The formation of disclinations and eigenstates. (a) The original undistorted lattice. The shadow area is removed to construct a ${\mathrm{C}}_4$ symmetric disclination structure. The parameters in $\mathcal{H}$ are shown in the lower panel. The orange (blue) dots represent $A$ ($B$) sublattices. The red (purple) lines represent the intercell (intracell) coupling. (b) A ${\mathrm{C}}_4$ symmetric disclination structure. (c) The disclination structure with removing some boundary sites. (d) The eigenstates of (b) where there are bulk states (black dots), edge states (blue dots), corner states (green triangles), and disclination states (red dots) whose field distributions are mainly distributed in the gray, blue, green, and red unit cells as shown in (b). (e) The eigenstates of the disclination structure with removing some boundary sites. There are no zero-energy corner states.

Figure 2

Parameter evolutions for the topological pump. (a) The evolution of $\mu$ (black line), $v$ (blue line), and $w$ (red line) as functions of $t$ in a period. (b) Schematic of the evolution of the Hamiltonian $\mathcal{H}$ in the parameter space. For the topological pump, the trajectory encircles the gapless phase transition point (orange line) while for trivial evolution, the trajectory does not. (c) The motion of three Wannier centers (black dots) during the pumping process (orange lines). (d) The motion of three Wannier centers (black dots) during the trivial evolution process (gray lines).

Figure 3

The local topological disclination pump. (a) Implementation based on the photonic waveguide array. The red and blue color on the waveguides represents the decrease and increase of the refractive index. (b) The spectral flow of the topological pump within a single disclination core. The disclination states (red line) with different chiralities (labeled by $+$ and $-$) intersect each other during the pumping process. (c)–(g) The field distributions of the initial, intermediate, and final states labeled by 1, 2, 3, 4, 5 in (a), respectively.

Figure 4

Nonlocal topological disclination pumping. (a) Implementation based on the photonic waveguide array.
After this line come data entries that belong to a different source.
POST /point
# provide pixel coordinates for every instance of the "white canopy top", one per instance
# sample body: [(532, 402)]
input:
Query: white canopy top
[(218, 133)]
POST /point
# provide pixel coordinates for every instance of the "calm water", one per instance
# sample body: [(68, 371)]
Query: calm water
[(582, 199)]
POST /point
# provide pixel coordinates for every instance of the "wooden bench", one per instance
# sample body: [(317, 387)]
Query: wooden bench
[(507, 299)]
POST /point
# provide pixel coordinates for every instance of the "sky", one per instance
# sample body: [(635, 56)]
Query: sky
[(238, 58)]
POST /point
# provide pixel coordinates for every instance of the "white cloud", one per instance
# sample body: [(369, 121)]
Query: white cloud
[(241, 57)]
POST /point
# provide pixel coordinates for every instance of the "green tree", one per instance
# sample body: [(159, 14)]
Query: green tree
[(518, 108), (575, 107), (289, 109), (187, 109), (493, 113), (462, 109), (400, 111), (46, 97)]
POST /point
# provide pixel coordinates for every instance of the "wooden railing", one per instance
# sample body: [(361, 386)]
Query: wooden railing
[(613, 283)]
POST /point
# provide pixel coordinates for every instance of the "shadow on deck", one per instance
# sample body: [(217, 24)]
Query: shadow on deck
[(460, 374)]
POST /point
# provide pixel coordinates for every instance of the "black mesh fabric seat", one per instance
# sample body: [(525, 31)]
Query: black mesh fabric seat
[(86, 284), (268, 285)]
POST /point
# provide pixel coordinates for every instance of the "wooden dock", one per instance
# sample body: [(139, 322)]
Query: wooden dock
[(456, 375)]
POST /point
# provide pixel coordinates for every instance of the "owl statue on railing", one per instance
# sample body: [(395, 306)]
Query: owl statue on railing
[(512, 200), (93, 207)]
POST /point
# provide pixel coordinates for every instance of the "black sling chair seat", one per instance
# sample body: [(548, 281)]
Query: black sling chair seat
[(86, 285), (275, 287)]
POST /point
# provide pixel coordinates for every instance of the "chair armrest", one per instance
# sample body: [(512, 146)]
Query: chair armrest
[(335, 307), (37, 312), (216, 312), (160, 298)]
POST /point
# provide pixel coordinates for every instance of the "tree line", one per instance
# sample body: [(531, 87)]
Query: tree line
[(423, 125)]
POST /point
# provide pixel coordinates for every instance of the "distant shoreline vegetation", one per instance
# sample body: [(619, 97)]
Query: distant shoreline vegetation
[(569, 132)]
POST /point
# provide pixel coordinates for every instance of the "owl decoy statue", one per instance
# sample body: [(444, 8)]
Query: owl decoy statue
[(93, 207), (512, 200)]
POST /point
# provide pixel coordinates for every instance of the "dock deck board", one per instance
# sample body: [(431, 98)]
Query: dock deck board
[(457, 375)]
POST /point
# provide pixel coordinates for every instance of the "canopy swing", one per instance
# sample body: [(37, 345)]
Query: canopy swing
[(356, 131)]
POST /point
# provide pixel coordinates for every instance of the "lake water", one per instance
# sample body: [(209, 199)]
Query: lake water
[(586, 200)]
The red and blue color on the waveguides represents the decrease and increase of the effective refractive index. (b) The lattice structure at the cross section labeled by 1 in (a). There are two disclination cores with the same parameters as in Fig. 1 with only four sites (sites in green disks) perturbed by adding an on-site energy $0.5\mu$. (c) Spectral flow of (a) with the same parameters as in Fig. 3.